DETROIT — Comerica Bank’s Michigan Economic Activity Index increased 0.2 percent in April to a level of 117.9.
The index is comprised of nine variables: nonfarm payroll employment, continuing claims for unemployment insurance, housing starts, house price index, industrial electricity sales, auto assemblies, total trade, hotel occupancy and sales tax revenue.
All data are seasonally adjusted and converted to constant-dollar values. The index is also expressed as a three-month moving average.
Comerica officials noted that April’s increase was the third straight month the index rose, but that they “remain cautious in our view of the Michigan economy,” since the index has been little changed since mid-2016, indicating little momentum since the state’s strong acceleration out of the Great Recession in 2007-09.
In April, four of the nine variables rose — housing starts, house prices, total state trade and state sales tax revenue. Three components were negative: unemployment, industrial electricity demand and light vehicle production. Nonfarm employment and hotel occupancy were unchanged for the month.
The U.S. auto industry was buoyed by stronger-than-expected sales in May, which increased to a 17.4 million unit annual rate. But strains are apparent in the auto industry, particularly at the global level.
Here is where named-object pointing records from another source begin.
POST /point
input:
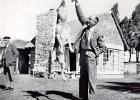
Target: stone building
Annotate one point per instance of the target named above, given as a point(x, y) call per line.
point(111, 63)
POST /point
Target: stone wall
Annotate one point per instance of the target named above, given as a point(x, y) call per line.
point(45, 38)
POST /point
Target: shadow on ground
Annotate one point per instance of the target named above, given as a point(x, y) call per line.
point(63, 94)
point(124, 87)
point(37, 94)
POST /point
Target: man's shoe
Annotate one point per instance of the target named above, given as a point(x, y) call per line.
point(6, 88)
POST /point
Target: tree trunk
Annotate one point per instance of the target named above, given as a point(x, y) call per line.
point(137, 56)
point(130, 55)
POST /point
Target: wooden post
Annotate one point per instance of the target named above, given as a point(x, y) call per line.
point(17, 60)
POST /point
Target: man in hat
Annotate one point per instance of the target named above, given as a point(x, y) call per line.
point(62, 37)
point(9, 56)
point(90, 45)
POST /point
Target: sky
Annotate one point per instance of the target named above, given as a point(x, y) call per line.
point(18, 17)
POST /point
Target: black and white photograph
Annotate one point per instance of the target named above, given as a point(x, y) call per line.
point(69, 49)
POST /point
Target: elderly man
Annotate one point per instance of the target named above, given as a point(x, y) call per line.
point(62, 36)
point(90, 45)
point(9, 56)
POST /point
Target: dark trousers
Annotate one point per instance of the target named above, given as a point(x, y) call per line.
point(88, 73)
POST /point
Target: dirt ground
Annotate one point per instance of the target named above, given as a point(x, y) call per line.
point(31, 88)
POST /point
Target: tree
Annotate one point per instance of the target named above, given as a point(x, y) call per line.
point(136, 37)
point(128, 28)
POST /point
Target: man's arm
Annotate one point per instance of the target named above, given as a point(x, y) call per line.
point(79, 13)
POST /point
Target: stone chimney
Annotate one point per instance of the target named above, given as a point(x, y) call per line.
point(45, 38)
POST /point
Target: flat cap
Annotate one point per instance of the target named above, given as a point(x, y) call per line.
point(6, 37)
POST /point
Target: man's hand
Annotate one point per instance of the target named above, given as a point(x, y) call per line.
point(74, 0)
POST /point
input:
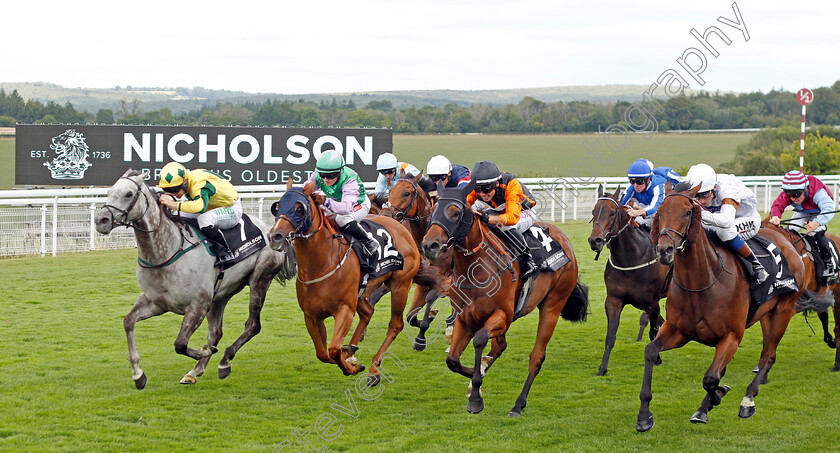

Ford has announced a significant cutback in Europe. Ford intends to close five production facilities there and sell one more and eliminate some 12,000 jobs globally, including non-production jobs.
April’s reading was 20 points, or 20 percent, above the index cyclical low of 97.9, reached at the bottom of the Great Recession. The index averaged 118.4 points for all of 2018, 0.1 points above the index average for 2017. March’s index reading was 117.7.